Example 3: Carol, after 10 years, left her employer and found a new job eight months later. She was covered under her previous employer’s group health insurance plan, but did not maintain medical insurance coverage between jobs. She will have to satisfy the full 12 month pre existing conditions waiting period under her new employer’s group health insurance plan.

Although HIPAA provides valuable protection from having to start a new waiting period for pre existing conditions, the law has limitations. For example, HIPAA does not:

  • Require employers to offer group health insurance coverage
  • Guarantee the same level of benefits, deductibles or coverage limits from one employer sponsored group health insurance plan to the next
  • Provide any protection when changing from one individual medical insurance plan to another individual medical insurance plan

Certificates of Creditable Coverage

In order to prove prior medical insurance coverage, insurance carriers and health plans are required to give a certificate of creditable coverage to individuals when they lose medical insurance coverage, become entitled to COBRA or exhaust COBRA, or upon request at anytime within 24 months after coverage ends.

Certificates of Creditable Coverage document the duration of medical insurance coverage. They are used to determine HIPAA eligibility for an individual medical insurance plan and by employer sponsored group health insurance plans to give credit toward satisfying the waiting period for pre existing medical conditions.

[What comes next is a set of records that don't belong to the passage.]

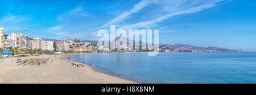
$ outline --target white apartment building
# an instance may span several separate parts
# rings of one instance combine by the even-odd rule
[[[53,51],[53,42],[52,41],[44,41],[44,50]]]
[[[15,42],[12,39],[5,39],[5,47],[15,47]]]
[[[18,35],[16,35],[16,34],[15,34],[14,32],[11,33],[10,35],[9,35],[7,36],[7,39],[6,39],[6,41],[7,40],[14,40],[14,47],[18,47],[19,48],[20,47],[20,36]],[[8,44],[10,44],[10,43],[8,43],[7,42],[5,43],[6,46],[8,46]],[[7,47],[7,46],[6,46]]]
[[[21,49],[27,48],[27,38],[26,35],[22,34],[16,34],[18,36],[19,36],[19,48]]]
[[[0,47],[3,47],[4,45],[4,40],[5,40],[5,38],[3,36],[3,28],[0,27]]]
[[[34,38],[34,40],[36,41],[37,43],[36,43],[36,49],[44,49],[44,40],[42,39],[38,38]]]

Special Enrollment Opportunities – Employer Group Health Insurance

Individuals covered under an employer sponsored group health insurance plan have special enrollment opportunities when they face a life event or experience other circumstances that results in the loss of coverage. Some of these include:

  • Birth, death, adoption of a dependent
  • Divorce or legal separation
  • Death of spouse
  • Dependent child no longer being eligible because of age, work or school status
  • End of spouse’s employment
  • Reduction in work hours
  • No longer living or working in the HMO’s service area
  • A health insurance claim that would meet or exceed the medical insurance policy’s lifetime limit

The individual must request special enrollment within 30 days after losing eligibility for medical insurance coverage.

COBRA and HIPAA

There are several ways to use COBRA in conjunction with HIPAA. These include:

  • COBRA continuation coverage can help preserve an individual’s HIPAA rights by avoiding more than 62 days break in medical insurance coverage between different health insurance plans.
  • COBRA coverage can be counted as creditable medical coverage, as long as there is no significant break (more than 62 day) after coverage ends. Creditable coverage can be used to offset any pre existing condition waiting period under a new employer sponsored group health insurance plan,
  • COBRA continuation coverage can be used as a bridge to ensure the individual remains covered during a new employer’s waiting period.